O número de escolas públicas ativas sem acesso à água diminuiu pela metade entre 2024 e 2025, conforme dados do Censo Escolar divulgados em fevereiro. No entanto, ainda restam 1.203 escolas onde cerca de 75 mil estudantes não contam com esse direito básico.
Às vésperas do Dia Mundial da Água, celebrado em 22 de março, o Fundo das Nações Unidas para a Infância (Unicef) cobra apoio institucional para resolver o problema. A organização destaca os impactos negativos na higiene, na saúde, na qualidade da merenda escolar e na dignidade menstrual, essenciais para o aprendizado.
A situação é mais crítica nas zonas rurais, onde se concentram 96% das escolas desabastecidas. Segundo Rodrigo Resende, oficial de Água, Saneamento e Higiene do Unicef no Brasil, trata-se de um déficit histórico que reflete desafios na implementação de políticas públicas, sobretudo na Amazônia e no Semiárido.
Para superar a questão, Resende defende a soma de esforços entre entes federativos e instituições, com ampliação de investimentos e capacitação de técnicos e lideranças locais. Ele enfatiza a importância do engajamento comunitário e de soluções adaptadas às especificidades regionais, priorizando fontes renováveis de energia.
Em 2024, 179 mil alunos em 2.512 escolas não tinham acesso à água, número que caiu para 75 mil em 2025, beneficiando mais de 100 mil estudantes. Ainda assim, persistem disparidades sociais e raciais: alunos negros são maioria nas escolas afetadas, com significativa presença de crianças e adolescentes indígenas.
Mulheres e meninas são especialmente vulneráveis, pois a falta de água pode afastá-las da sala de aula durante o período menstrual ou expô-las a riscos ao saírem em busca de banheiros adequados, além de atrapalhar o aprendizado e aumentar a exposição a violências.

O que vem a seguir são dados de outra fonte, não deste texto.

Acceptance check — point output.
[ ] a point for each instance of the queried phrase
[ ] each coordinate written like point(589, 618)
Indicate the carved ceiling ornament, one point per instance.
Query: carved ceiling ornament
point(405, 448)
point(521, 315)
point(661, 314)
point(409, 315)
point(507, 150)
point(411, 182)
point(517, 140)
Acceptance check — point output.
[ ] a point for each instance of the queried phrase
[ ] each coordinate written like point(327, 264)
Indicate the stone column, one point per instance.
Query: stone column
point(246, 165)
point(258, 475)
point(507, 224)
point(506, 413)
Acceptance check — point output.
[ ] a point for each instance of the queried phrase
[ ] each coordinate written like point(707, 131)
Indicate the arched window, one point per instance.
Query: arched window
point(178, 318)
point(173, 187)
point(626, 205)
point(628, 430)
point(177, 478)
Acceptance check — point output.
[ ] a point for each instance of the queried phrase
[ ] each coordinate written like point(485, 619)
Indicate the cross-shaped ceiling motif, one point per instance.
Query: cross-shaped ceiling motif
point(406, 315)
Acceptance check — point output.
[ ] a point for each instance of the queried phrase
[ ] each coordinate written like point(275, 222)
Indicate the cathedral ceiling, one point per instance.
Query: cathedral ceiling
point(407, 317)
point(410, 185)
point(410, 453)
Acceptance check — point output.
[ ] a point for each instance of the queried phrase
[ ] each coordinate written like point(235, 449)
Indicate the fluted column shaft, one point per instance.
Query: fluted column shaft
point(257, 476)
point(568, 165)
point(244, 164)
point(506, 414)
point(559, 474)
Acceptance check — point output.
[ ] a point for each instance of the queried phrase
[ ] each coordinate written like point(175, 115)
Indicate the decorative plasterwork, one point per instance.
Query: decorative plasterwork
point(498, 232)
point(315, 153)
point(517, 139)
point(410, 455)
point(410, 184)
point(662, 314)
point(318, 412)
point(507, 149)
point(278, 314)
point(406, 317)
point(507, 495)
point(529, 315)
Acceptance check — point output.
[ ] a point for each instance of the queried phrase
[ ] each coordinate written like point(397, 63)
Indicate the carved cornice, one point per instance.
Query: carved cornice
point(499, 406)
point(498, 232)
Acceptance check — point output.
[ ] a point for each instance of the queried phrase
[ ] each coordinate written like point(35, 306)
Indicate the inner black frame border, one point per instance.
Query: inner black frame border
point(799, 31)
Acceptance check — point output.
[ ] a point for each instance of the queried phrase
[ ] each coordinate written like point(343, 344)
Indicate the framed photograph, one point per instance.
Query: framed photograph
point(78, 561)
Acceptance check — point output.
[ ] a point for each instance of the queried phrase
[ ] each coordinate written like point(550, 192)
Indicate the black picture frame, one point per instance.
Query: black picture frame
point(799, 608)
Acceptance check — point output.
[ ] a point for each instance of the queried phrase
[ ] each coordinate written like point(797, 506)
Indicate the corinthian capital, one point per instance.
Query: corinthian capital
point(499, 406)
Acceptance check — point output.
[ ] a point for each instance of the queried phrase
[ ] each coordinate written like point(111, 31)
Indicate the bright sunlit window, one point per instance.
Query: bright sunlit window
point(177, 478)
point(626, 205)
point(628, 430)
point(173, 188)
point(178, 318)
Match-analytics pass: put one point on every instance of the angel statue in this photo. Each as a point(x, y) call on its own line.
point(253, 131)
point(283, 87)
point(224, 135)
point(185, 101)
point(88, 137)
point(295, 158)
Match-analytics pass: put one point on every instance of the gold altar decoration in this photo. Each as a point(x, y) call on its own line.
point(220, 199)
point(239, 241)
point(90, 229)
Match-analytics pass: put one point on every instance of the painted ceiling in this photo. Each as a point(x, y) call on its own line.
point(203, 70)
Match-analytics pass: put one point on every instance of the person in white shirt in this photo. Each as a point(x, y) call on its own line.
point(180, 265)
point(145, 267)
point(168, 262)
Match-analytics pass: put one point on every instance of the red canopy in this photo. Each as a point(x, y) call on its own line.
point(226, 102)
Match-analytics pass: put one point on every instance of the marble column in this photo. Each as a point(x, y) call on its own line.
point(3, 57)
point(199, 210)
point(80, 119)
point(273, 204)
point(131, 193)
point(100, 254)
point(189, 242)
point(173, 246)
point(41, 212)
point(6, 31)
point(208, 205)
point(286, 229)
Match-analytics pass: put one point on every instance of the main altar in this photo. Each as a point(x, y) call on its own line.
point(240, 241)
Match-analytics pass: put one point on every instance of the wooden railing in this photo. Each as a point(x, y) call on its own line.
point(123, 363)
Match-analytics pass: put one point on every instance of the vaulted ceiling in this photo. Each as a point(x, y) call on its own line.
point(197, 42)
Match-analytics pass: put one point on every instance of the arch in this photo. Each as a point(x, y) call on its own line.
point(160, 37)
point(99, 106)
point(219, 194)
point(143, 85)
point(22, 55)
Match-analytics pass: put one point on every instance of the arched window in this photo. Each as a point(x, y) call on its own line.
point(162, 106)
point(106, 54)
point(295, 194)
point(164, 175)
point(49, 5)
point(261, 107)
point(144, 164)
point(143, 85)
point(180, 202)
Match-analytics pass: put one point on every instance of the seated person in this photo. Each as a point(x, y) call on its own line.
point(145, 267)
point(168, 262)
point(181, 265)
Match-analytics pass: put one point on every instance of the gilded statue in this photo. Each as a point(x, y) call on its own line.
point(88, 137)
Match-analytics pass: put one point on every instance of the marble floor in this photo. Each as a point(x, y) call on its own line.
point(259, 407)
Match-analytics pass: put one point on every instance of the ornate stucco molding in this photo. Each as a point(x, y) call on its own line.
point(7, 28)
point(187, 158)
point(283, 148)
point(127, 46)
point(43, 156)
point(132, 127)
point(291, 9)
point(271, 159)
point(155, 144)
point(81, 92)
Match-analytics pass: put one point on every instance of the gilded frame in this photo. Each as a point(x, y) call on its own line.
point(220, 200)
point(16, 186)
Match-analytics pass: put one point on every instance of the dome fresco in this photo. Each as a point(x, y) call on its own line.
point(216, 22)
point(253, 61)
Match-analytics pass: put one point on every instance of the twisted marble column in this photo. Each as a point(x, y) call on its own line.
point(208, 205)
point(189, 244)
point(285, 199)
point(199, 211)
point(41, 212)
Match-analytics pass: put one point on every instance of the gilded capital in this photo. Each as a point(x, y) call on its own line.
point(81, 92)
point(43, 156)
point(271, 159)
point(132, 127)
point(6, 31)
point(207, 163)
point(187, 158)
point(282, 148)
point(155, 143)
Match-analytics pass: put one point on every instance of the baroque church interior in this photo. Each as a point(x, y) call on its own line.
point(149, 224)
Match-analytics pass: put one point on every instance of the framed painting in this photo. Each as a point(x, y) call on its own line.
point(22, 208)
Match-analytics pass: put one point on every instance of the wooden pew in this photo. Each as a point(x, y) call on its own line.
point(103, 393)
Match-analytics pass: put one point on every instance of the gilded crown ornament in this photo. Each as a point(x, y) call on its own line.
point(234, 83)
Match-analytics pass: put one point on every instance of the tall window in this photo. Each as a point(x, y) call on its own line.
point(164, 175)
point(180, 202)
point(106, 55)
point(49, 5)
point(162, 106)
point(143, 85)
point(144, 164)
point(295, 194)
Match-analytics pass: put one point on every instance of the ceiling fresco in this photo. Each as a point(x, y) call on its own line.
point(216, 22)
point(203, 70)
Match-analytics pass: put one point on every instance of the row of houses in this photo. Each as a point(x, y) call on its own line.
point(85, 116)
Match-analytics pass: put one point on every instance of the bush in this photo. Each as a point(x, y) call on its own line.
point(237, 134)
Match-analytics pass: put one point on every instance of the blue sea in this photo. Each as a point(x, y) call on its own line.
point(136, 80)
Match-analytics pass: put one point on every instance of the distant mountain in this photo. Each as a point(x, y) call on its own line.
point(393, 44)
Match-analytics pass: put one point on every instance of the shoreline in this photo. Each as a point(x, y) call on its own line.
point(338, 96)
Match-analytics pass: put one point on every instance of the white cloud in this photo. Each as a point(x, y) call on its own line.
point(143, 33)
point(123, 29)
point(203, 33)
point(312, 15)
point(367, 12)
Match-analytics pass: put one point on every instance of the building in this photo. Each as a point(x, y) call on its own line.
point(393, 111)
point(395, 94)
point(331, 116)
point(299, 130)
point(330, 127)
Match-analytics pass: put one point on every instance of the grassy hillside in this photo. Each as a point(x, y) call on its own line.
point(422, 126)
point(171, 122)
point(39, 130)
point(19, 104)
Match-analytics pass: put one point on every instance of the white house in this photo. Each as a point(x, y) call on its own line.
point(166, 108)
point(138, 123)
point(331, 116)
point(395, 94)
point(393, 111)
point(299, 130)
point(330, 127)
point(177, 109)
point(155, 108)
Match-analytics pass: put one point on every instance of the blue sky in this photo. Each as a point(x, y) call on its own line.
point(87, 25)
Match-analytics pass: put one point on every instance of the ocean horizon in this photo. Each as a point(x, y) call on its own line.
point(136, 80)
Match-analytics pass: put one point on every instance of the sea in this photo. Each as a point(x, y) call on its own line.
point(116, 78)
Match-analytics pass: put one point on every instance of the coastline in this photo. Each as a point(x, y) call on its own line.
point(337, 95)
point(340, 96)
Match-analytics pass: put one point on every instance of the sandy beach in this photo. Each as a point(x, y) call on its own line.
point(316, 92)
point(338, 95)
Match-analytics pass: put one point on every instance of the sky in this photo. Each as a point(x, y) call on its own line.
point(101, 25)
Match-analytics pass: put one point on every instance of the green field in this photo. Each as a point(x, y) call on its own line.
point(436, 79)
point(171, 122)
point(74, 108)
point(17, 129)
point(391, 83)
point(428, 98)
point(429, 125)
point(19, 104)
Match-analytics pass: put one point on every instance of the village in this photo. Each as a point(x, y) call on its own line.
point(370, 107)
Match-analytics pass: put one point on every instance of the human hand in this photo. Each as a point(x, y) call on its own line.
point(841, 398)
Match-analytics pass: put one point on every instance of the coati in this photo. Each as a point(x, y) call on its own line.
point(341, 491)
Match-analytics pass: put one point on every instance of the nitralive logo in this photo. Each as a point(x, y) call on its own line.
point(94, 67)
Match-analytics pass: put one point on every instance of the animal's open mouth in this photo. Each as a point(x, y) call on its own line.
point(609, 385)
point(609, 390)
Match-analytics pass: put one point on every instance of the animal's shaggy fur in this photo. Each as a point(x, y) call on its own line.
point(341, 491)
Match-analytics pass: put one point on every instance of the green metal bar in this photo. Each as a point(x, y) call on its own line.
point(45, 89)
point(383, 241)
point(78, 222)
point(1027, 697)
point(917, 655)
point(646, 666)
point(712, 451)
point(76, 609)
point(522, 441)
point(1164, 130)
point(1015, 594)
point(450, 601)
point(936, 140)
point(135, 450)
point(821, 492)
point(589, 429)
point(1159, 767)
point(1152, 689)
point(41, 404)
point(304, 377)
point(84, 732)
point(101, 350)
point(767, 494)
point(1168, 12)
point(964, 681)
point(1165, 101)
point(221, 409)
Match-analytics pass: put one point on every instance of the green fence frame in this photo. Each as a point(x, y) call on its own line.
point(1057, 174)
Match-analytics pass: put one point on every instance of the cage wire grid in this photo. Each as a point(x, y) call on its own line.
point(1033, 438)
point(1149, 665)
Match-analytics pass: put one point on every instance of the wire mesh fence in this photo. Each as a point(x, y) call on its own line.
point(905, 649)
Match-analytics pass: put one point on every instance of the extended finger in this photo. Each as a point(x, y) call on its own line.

O desabastecimento também compromete o consumo de água pelos alunos e a higiene, além da preparação de alimentos para a merenda escolar, pontos fundamentais para a saúde e o bem-estar na escola.
No ano passado, o Unicef instalou sistemas de abastecimento movidos a energia solar no Amazonas e ampliou iniciativas no território Yanomami, em Roraima. Sua principal atuação, porém, é o apoio a gestores para fortalecer políticas públicas.